Noble shuts its City coal trade desk
ASIA-focused commodities trader Noble has closed its London coal trading desk while hiring heavily in the US and Asia, in the latest blow to the City’s status as a global financial hub.
The desk used to trade both physical coal and coal swaps in London as part of Noble’s 120 staff employed in two UK offices.
Many of Noble’s physical coal and coal swaps traders have now left the firm as a result, it emerged yesterday.
Singapore-listed Noble is now expanding into Asia as it seeks to capitalise on China’s soaring demand for commodities, including coal.
Its executive vice president for coal and carbon, Neil Dhar, has estimated China will need about 200m tonnes of coal imports per year by 2015.
“Noble is primarily an Asia-based business for coal so it makes sense to grow the business there, where all the future demand growth and a lot of new production is going to come from,” one of its former traders said.

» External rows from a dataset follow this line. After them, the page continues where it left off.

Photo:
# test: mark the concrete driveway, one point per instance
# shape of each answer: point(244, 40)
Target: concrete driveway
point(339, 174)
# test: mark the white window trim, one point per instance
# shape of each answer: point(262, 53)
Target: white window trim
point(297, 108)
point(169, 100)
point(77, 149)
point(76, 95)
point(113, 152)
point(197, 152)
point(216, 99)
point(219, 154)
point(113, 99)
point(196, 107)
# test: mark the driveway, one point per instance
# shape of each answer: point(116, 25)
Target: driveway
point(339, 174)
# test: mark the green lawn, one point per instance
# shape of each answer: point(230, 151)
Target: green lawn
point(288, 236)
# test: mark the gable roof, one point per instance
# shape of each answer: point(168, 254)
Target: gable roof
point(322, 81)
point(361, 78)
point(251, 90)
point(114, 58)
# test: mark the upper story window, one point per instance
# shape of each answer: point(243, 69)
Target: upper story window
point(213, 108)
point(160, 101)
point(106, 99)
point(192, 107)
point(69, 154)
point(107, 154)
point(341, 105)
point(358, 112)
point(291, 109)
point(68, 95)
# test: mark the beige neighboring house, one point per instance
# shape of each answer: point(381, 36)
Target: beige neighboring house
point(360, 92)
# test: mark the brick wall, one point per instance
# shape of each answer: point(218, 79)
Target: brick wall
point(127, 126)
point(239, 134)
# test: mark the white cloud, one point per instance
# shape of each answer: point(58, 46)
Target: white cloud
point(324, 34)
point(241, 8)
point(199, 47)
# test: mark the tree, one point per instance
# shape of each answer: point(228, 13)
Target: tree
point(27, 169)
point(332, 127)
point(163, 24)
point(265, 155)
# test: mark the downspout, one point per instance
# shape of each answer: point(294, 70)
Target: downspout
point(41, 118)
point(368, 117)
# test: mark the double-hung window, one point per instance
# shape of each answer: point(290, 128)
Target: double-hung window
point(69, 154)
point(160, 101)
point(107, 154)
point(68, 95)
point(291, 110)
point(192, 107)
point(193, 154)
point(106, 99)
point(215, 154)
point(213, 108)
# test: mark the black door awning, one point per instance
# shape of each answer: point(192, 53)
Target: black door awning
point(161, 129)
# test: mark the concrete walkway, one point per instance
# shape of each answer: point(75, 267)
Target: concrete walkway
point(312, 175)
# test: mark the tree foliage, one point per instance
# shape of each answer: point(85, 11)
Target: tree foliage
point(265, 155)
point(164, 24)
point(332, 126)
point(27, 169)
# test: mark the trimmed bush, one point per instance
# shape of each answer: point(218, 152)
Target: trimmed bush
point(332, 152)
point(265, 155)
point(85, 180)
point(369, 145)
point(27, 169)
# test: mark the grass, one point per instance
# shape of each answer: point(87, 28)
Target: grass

Noble has also hired seven new petrol traders in the US for its trading desks in Houston and Stamford in more signs that other countries are benefiting while it withdraws from London.
It has continued buying into the pipelines for commodity assets, paying $950m (£600m) for two sugar mills in Brazil and raising its stake in subsidiary Australian iron ore producer Territory in June.
A competitor to Glencore, Noble was founded in 1980 and employs 11,000 globally across mining, processing, storage, port terminals and trading operations.
It is now Asia’s biggest diversified commodities trader, and made $343m net profit in the first half of the year, up 70 per cent from a year earlier, on revenues of $39.7bn.